Around the corner to Gascony

Monsieur le Duck has arrived in Clerkenwell fresh from success in their temporary home in Spitalfields.  On the left hand side of Clerkenwell Road heading west, just a little past the high walls of the back of the Charterhouse, the orange awning shouts out a warm welcome – serving fresh breakfast pastries from 8.30, brunch from 10, smaller plates from the bar and the full menu from 12 noon.

With trademark duck and other ingredients coming all the way from farms in Gascony in the south-west of France, Monsieur le Duck gives us authentic quality.  There are also options for vegetarians and a great choice of plate sizes for all levels of hunger.

The service stands out here and the staff are knowledgeable and enthusiastic about the owners’ vision; no fuss, authoritative quality and the essence of provincial Gascony.

“We are no frills and authentic and reasonably-priced.
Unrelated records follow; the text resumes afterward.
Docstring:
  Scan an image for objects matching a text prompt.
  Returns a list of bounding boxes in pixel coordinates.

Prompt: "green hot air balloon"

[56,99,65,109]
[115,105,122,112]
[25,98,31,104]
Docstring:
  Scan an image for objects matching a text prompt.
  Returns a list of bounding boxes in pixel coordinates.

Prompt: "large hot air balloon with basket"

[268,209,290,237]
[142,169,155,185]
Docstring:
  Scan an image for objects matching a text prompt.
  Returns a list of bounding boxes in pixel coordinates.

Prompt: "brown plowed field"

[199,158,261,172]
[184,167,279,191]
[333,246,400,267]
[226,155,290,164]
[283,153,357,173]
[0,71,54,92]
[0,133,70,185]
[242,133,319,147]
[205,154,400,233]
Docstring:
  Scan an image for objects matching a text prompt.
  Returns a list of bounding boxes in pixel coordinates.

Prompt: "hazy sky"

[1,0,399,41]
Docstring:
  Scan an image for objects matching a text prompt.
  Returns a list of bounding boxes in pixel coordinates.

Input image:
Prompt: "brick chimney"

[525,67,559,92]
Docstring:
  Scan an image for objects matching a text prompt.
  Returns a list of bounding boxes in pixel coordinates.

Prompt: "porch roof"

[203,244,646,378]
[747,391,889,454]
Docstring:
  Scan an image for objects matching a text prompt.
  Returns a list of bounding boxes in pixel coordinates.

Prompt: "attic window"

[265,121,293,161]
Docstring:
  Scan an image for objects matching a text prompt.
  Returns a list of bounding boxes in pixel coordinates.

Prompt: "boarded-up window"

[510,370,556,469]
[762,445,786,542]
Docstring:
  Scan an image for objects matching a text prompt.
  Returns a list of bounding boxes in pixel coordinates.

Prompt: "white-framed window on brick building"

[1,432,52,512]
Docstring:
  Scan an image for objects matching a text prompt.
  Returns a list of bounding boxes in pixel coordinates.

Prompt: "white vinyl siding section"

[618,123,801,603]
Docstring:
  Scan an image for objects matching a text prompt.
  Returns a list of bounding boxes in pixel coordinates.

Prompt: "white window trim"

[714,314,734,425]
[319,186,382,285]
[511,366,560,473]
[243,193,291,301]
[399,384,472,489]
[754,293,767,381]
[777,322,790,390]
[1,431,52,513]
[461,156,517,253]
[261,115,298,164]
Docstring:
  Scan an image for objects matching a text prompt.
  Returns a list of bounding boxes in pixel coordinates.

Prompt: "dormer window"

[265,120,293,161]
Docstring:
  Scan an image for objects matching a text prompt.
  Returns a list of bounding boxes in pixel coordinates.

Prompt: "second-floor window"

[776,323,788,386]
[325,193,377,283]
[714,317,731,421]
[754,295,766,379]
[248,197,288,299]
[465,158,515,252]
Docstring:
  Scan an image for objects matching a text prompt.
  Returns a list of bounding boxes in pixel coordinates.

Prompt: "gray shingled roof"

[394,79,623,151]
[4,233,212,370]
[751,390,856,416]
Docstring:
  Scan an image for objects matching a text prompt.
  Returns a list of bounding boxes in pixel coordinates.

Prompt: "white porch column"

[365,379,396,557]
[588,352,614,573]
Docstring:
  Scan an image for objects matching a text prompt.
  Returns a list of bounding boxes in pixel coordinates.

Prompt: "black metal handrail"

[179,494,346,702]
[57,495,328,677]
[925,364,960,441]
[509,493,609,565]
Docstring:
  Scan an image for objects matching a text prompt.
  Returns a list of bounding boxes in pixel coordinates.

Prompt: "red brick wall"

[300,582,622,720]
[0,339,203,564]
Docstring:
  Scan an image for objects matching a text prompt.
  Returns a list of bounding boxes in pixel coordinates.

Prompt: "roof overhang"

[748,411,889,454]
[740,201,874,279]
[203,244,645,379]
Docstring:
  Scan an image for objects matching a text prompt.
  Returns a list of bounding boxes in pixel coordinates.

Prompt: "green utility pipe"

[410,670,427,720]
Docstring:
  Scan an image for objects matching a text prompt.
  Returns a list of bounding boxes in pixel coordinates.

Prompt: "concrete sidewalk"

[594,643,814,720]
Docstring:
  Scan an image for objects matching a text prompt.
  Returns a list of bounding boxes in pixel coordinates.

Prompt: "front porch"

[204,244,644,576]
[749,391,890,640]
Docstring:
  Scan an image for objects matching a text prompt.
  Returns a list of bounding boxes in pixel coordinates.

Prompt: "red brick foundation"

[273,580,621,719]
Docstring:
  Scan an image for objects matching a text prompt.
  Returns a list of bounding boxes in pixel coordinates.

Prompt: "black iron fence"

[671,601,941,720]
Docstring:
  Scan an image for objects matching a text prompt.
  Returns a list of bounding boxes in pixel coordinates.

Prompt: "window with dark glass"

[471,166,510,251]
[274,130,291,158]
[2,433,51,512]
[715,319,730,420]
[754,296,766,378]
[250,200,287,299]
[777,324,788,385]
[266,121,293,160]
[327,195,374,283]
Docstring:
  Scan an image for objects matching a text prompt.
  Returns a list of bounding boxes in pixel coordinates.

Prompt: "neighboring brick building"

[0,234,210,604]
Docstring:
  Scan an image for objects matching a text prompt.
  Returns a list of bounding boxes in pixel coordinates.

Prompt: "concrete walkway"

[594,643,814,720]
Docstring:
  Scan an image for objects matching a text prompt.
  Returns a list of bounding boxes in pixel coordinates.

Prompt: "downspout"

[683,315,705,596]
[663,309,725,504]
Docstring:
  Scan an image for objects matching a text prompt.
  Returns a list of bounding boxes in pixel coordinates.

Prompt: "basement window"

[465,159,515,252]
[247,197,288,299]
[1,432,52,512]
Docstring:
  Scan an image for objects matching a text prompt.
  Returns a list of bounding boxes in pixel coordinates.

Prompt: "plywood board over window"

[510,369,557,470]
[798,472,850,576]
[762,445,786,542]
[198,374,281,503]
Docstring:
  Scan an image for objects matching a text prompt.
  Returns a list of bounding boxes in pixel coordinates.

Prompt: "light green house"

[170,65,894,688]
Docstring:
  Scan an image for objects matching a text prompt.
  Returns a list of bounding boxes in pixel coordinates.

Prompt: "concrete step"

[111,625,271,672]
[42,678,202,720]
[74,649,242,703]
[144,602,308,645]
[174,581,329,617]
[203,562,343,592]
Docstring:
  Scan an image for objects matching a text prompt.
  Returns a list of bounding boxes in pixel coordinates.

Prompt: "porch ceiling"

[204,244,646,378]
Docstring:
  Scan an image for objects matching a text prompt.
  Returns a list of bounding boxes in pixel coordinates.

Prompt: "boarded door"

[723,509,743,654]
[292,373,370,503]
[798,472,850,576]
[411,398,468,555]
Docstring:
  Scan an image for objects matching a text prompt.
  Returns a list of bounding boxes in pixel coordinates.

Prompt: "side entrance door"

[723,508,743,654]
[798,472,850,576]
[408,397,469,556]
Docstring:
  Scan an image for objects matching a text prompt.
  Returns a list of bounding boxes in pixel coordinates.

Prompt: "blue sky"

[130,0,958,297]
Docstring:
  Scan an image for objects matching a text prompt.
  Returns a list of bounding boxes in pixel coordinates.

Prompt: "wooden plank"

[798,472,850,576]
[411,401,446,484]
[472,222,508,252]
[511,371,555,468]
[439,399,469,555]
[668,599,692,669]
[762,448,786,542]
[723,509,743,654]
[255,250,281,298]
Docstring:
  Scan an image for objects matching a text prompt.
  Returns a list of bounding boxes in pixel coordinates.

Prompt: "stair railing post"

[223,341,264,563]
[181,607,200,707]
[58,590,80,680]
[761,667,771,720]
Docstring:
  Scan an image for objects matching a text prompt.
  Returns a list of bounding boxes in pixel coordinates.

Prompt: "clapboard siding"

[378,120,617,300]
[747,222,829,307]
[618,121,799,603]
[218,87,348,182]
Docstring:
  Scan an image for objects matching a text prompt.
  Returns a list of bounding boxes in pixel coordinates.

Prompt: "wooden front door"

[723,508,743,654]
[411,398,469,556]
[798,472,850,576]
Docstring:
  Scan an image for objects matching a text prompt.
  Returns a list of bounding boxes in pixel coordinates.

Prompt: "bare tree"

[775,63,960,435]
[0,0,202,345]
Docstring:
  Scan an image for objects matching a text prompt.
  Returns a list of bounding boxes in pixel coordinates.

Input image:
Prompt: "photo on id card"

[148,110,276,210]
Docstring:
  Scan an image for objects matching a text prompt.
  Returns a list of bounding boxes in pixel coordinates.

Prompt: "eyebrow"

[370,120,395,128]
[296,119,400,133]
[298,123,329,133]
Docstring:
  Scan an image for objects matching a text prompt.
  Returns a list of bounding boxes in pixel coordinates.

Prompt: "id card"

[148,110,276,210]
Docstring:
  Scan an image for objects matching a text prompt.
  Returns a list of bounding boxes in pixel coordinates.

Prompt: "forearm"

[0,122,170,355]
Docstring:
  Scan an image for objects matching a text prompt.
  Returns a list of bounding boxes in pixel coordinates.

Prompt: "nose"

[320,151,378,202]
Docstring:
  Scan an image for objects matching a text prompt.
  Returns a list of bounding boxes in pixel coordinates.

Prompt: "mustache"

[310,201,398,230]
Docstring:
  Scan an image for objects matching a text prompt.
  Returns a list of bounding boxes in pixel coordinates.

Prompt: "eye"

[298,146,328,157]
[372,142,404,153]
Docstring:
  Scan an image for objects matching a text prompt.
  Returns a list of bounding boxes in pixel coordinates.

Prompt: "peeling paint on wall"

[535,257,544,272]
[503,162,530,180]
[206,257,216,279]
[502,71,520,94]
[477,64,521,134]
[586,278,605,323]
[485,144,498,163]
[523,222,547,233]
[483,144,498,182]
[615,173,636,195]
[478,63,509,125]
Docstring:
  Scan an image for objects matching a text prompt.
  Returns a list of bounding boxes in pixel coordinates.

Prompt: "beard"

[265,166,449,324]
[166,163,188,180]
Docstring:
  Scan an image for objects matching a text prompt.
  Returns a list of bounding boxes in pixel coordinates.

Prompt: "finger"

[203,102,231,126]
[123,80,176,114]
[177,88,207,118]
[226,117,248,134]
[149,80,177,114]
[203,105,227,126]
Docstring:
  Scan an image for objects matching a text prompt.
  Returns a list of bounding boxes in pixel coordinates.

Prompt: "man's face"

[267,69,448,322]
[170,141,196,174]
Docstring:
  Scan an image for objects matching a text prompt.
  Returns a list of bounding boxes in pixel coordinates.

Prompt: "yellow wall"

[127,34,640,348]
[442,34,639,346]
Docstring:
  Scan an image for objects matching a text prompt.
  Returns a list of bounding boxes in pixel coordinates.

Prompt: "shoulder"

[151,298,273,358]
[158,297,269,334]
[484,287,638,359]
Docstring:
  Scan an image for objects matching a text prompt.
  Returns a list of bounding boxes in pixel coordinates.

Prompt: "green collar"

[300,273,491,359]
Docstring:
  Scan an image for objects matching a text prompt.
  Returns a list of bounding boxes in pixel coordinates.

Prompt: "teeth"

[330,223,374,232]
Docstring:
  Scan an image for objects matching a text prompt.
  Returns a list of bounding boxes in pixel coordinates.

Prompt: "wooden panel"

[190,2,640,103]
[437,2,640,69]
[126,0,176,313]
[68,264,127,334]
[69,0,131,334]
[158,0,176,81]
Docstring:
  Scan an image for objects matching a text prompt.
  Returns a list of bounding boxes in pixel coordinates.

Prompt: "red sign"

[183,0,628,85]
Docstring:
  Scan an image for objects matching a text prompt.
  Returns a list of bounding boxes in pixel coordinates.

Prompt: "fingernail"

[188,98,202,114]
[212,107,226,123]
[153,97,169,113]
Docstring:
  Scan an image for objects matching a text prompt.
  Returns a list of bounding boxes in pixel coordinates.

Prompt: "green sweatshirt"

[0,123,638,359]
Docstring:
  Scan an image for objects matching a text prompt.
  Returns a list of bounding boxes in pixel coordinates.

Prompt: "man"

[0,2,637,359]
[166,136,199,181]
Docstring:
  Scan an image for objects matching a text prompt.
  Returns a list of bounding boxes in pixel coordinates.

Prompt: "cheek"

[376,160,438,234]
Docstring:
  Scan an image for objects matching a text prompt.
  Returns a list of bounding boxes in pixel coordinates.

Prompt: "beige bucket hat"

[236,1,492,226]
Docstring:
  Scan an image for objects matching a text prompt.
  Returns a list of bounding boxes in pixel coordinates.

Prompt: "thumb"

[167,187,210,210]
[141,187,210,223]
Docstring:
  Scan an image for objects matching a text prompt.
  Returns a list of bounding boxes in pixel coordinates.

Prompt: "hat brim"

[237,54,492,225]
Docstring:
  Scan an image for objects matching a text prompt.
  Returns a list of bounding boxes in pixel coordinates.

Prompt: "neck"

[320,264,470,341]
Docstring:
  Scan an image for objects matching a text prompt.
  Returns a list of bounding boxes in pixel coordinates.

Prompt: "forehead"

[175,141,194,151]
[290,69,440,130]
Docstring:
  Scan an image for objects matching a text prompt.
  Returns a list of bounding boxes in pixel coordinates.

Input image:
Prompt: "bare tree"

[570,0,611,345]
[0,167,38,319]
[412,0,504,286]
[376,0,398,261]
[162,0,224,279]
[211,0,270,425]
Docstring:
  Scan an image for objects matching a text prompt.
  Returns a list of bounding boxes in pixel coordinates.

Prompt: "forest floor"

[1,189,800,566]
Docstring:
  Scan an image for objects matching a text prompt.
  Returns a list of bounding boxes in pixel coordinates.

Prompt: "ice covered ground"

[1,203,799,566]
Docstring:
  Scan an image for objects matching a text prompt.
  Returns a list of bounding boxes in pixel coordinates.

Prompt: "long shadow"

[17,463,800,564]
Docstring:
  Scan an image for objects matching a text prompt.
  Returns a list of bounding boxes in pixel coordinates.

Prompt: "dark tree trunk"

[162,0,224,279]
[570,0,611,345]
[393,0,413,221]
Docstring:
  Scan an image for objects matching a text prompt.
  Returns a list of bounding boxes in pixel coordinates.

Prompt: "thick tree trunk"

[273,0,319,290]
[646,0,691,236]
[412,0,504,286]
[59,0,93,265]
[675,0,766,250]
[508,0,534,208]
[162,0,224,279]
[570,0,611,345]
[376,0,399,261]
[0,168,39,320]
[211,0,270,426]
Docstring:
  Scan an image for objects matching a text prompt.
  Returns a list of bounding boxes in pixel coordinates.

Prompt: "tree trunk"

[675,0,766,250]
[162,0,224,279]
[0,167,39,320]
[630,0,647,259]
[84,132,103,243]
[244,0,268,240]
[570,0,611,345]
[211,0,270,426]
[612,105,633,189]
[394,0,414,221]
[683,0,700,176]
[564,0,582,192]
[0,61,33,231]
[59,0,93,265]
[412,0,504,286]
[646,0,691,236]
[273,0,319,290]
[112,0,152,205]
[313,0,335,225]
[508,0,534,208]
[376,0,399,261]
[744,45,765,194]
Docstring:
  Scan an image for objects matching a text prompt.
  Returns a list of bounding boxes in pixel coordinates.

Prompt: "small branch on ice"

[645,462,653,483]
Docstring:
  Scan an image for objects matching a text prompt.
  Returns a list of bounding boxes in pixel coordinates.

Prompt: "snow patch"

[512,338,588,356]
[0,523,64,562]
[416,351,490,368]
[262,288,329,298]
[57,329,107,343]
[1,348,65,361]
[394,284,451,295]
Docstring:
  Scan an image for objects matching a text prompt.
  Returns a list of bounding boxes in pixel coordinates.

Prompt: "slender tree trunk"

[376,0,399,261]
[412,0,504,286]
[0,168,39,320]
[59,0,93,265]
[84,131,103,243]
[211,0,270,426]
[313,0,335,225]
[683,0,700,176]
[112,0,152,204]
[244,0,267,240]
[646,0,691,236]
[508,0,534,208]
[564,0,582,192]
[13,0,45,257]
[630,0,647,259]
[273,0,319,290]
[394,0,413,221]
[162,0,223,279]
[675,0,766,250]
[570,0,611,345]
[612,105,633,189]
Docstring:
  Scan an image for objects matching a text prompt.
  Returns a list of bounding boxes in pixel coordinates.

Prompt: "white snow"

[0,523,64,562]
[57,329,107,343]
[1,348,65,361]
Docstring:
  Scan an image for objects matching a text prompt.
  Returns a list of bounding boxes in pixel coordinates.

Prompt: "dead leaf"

No balsamic reductions, no pea shoots, no nasturtiums, no smears of emulsion across the plate, just duck and frites, with salad, French bread, puddings, sides of fresh vegetables, Gascon wine and, if you so wish, a slug of France’s oldest brandy, Armagnac” on the website says it all.

After 6 months in Spitalfields, the restaurant opened at the beginning of May and the venue seats about 80.

The French-inspired cocktail menu has something for everyone, but our hostess offered (without being asked) if they could make us something to order if we fancied some other combination.  We chose a classic Pousse Rapière made with orange and armagnac liqueur and a Martini Rosé with rhubarb and ginger gin, Lillet Rosé, vermouth and grapefruit liqueur.  The Martini blew our socks off so I bagged the gentler and refreshing Pousse Rapière.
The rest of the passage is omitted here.